What Marks set out to make over six years ago was a cinema verité piece: a slice-of-life film that would show Kevin at work on the show. But after three years of filming and editing, she realized it just wasn't working. It wasn't until co-director and editor Philip Shane came on in 2008, that they began to unearth the secret to making the award-winning film.
Kevin Clash performing for local children in Baltimore in 1975.
"I told Connie [Marks] that when I tell people about this movie, the first thing that I say to them is that Kevin was this poor African-American kid from a poor neighborhood in Baltimore and he was a genius," Shane recalls. "And I said, it's Kevin's life that's a story. It has a chronology, it has a lot of ups and downs. He aspired to huge things. It couldn't have been easy for a kid making puppets. She agreed and we essentially changed it. It's still a documentary, but it became a totally different genre. It went from being verité-based to becoming a biographical film based on interviews and archival material."
To record the interviews, Marks and Shane relied on a makeshift "Interrotron," the device made famous by Errol Morris that lets a documentary interviewee look straight into the camera while still being able to see the interviewer. Modified by Shane's friend Ken Druckerman, the version Marks and Shane used allows the producer and subject to look at each other through a mirror. In part, the technique helps establish the connection the audience feels with Kevin as he tells his story.
As for the archival footage, there's none more powerful than a segment that shows an actual teenaged Kevin meeting Muppet-maker Kermit Love for the first time. The material is from a TV show called The Big Blue Marble, which ran from 1974 to 1983 and focused on the extraordinary lives of young people. Marks came across it on a VHS tape early on in the process and immediately knew that it was a "goldmine." But by the time she had figured out exactly what portion of the footage she wanted to use, tracking down the rights proved to be a Herculean task.

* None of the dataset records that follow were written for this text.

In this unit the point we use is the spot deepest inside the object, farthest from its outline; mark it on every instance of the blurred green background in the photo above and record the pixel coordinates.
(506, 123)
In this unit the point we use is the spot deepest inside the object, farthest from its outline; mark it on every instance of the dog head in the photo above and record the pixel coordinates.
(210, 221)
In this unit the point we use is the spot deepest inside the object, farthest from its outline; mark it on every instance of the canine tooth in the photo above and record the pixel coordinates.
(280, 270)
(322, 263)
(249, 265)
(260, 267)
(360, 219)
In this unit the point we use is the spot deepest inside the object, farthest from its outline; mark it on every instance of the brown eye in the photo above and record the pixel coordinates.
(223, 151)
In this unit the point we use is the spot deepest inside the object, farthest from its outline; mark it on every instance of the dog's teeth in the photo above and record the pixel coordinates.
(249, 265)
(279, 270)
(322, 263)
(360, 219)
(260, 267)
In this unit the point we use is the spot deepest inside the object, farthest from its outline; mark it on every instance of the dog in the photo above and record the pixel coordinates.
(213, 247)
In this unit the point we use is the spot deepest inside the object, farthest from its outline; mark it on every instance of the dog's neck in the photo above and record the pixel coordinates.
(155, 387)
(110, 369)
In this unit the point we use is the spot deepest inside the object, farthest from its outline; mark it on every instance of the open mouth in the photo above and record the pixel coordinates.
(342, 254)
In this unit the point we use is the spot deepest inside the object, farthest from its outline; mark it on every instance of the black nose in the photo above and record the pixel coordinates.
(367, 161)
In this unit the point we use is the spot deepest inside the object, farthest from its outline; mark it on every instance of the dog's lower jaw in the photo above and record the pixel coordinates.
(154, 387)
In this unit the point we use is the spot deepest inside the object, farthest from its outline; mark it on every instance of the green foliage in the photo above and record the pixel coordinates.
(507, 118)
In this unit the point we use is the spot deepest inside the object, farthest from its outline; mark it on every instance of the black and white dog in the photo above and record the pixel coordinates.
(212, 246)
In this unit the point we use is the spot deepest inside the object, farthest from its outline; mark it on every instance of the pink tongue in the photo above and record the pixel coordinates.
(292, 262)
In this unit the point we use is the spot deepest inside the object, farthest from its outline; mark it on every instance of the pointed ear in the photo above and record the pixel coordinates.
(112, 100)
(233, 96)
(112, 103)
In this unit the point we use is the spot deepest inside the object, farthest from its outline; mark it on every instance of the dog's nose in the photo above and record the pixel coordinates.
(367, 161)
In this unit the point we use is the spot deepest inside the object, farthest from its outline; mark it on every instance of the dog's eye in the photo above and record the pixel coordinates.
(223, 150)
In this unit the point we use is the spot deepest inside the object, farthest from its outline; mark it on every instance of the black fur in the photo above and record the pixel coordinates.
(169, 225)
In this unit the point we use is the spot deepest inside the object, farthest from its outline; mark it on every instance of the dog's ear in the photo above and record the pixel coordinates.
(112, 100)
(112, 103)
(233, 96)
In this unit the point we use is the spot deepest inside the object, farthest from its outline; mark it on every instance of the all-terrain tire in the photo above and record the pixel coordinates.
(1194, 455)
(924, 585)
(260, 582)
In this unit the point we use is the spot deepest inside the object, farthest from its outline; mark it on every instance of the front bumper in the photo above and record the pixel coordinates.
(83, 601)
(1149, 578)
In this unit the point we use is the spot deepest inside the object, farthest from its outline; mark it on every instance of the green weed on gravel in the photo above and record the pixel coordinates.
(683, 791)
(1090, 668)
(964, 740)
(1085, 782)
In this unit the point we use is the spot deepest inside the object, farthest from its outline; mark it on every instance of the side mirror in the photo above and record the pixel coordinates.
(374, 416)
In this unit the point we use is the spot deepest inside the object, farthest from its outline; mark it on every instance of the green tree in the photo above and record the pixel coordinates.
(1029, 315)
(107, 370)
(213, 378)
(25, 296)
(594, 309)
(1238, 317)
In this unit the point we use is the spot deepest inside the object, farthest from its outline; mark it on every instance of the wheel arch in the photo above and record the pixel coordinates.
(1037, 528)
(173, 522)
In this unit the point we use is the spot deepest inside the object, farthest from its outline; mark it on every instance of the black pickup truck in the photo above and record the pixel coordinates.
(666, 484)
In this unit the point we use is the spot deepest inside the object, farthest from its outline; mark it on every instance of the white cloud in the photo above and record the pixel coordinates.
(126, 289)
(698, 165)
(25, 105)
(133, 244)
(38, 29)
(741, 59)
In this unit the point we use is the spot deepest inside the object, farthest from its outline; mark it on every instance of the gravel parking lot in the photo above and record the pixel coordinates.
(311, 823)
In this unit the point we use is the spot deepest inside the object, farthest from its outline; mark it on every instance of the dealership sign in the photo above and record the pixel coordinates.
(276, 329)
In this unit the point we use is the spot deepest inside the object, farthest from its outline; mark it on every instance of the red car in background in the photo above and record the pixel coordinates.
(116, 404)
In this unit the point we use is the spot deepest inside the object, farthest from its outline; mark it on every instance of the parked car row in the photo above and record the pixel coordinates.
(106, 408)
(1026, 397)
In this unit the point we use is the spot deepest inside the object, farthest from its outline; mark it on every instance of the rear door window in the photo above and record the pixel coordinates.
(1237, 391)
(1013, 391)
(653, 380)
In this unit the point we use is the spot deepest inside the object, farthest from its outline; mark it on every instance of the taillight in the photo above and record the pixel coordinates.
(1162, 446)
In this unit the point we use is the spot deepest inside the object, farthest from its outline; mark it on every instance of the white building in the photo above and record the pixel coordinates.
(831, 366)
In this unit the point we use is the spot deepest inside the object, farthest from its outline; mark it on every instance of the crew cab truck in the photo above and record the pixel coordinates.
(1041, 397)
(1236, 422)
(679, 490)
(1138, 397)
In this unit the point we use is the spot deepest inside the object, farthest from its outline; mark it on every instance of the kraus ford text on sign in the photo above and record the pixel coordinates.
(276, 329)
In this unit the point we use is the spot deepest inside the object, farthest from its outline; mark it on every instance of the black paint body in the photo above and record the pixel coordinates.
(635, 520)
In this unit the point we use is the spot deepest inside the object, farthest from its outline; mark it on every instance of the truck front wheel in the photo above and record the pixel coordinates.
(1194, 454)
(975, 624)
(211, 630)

"When we went back to license it," Marks says, "the company had folded. The man had died. There was no trace of anyone."
Adds producer Corinne LaPook, "We both were working on it for about two years, like detectives trying to find [who held the rights]."

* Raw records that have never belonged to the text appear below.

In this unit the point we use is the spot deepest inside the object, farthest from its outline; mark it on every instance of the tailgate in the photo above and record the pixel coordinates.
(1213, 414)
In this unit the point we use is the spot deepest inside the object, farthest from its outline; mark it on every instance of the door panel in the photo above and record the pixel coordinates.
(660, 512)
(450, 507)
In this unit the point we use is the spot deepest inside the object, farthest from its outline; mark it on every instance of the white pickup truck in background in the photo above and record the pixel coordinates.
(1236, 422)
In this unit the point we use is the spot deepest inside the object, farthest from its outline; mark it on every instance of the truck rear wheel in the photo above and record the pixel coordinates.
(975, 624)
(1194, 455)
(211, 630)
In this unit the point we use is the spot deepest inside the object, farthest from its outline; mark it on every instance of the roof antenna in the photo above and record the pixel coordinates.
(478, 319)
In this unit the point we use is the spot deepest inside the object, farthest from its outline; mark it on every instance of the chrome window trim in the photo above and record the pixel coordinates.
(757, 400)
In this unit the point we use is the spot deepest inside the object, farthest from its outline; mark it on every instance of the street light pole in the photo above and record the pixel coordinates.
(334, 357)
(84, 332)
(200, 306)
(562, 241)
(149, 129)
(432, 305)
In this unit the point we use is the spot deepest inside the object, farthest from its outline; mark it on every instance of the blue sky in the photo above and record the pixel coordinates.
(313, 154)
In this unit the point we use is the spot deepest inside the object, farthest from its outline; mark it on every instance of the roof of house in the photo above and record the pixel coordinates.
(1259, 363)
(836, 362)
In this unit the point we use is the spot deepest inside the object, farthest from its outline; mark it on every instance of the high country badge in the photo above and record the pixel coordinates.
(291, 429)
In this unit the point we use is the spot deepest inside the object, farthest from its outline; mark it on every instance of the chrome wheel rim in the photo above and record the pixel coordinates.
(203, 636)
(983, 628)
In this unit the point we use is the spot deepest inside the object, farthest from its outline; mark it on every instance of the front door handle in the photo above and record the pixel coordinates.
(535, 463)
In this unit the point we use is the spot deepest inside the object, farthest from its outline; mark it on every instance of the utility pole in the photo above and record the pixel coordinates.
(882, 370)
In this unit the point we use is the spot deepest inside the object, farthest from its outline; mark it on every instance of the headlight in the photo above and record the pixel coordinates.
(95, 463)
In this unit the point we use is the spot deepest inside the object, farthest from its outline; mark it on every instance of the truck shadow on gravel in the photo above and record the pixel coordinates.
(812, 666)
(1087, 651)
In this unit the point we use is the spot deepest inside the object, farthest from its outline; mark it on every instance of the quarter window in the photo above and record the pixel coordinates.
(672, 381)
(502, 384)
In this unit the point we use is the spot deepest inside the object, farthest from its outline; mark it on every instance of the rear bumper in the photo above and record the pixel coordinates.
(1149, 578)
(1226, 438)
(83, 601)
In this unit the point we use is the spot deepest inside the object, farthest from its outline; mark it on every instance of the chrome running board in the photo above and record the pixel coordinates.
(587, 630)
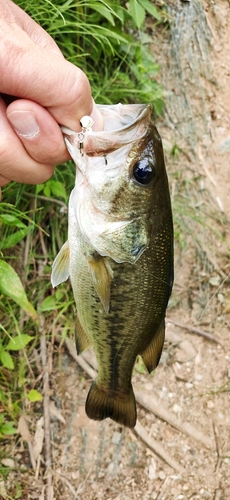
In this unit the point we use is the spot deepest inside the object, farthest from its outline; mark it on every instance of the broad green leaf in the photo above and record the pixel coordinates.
(6, 360)
(104, 11)
(137, 12)
(34, 396)
(49, 304)
(18, 342)
(47, 191)
(12, 240)
(11, 285)
(150, 8)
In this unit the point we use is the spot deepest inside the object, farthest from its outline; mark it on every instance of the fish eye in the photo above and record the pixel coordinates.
(144, 171)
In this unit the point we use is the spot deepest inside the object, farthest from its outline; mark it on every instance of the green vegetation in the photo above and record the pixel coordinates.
(107, 40)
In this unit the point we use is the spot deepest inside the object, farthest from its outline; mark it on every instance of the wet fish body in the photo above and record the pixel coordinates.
(119, 253)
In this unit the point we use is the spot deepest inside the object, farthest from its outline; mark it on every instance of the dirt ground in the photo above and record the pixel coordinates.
(103, 461)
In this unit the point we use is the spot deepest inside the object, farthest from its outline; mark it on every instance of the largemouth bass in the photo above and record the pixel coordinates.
(119, 253)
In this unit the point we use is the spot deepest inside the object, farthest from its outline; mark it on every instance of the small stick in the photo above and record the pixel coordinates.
(218, 447)
(139, 429)
(162, 413)
(46, 404)
(195, 330)
(156, 447)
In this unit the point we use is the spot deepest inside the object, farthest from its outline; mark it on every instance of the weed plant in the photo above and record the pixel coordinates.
(107, 40)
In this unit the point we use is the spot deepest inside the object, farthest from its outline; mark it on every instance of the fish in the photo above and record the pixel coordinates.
(119, 252)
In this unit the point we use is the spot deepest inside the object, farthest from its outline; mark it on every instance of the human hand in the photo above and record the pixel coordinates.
(50, 91)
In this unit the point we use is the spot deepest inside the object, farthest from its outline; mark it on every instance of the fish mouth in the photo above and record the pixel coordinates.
(123, 124)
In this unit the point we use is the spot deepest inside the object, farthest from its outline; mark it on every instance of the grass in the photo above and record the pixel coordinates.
(106, 39)
(33, 219)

Director Constance Marks with Kevin and Elmo.
By the time LaPook got on the phone with the right person, it was too late. Just weeks prior, they had thrown away all the masters of the show saying, as LaPook puts it, "'We didn't have any use for them.'" The production finally got the rights, but the only copy they had of the footage was the one VHS, which Marks notes was at least without timecode.
"I think the minute Connie realized this was the only VHS in the world, she transferred it immediately on to Digibeta," Shane says, maintaining that the original tape was about as high quality as it's possible for a VHS to be. Color correction for the whole film, which also included archival footage on all sorts of other media, including mini-DVs and more, was done by Evan Anthony at Framerunner.
Editing was done on Final Cut Pro. Shane, Justin Weinstein, Constantine Limperis and assistant editor Roger Matthews all worked on it at various points since 2008. When the film got accepted at this year's Sundance Film Festival, Shane claims it was the "roughest cut imaginable: huge black holes, photo cards that would say 'photo of Jim Henson to come' and we didn't know if there really was a photo coming or not! We never left our keyboards at a certain point."
Elmo skiing at the Sundance Film Festival.
With looming deadlines, Shane and Weinstein were working on various parts of the film at the same time, emailing finished sequences back and forth and communicating via Skype and iChat. "We worked completely remotely as a lot of people do these days," Shane says. "The funny thing is we're both in Brooklyn. But just because we're in two different neighborhoods, we could be on the other side of the world. It doesn't matter. That's the amazing thing that Final Cut is so good at."
Being Elmo was shot on a Sony HVRZ1U, along with some B-roll filmed on Shane's then-fresh-out-of-the-box iPhone 4. It is playing in select theaters throughout the fall.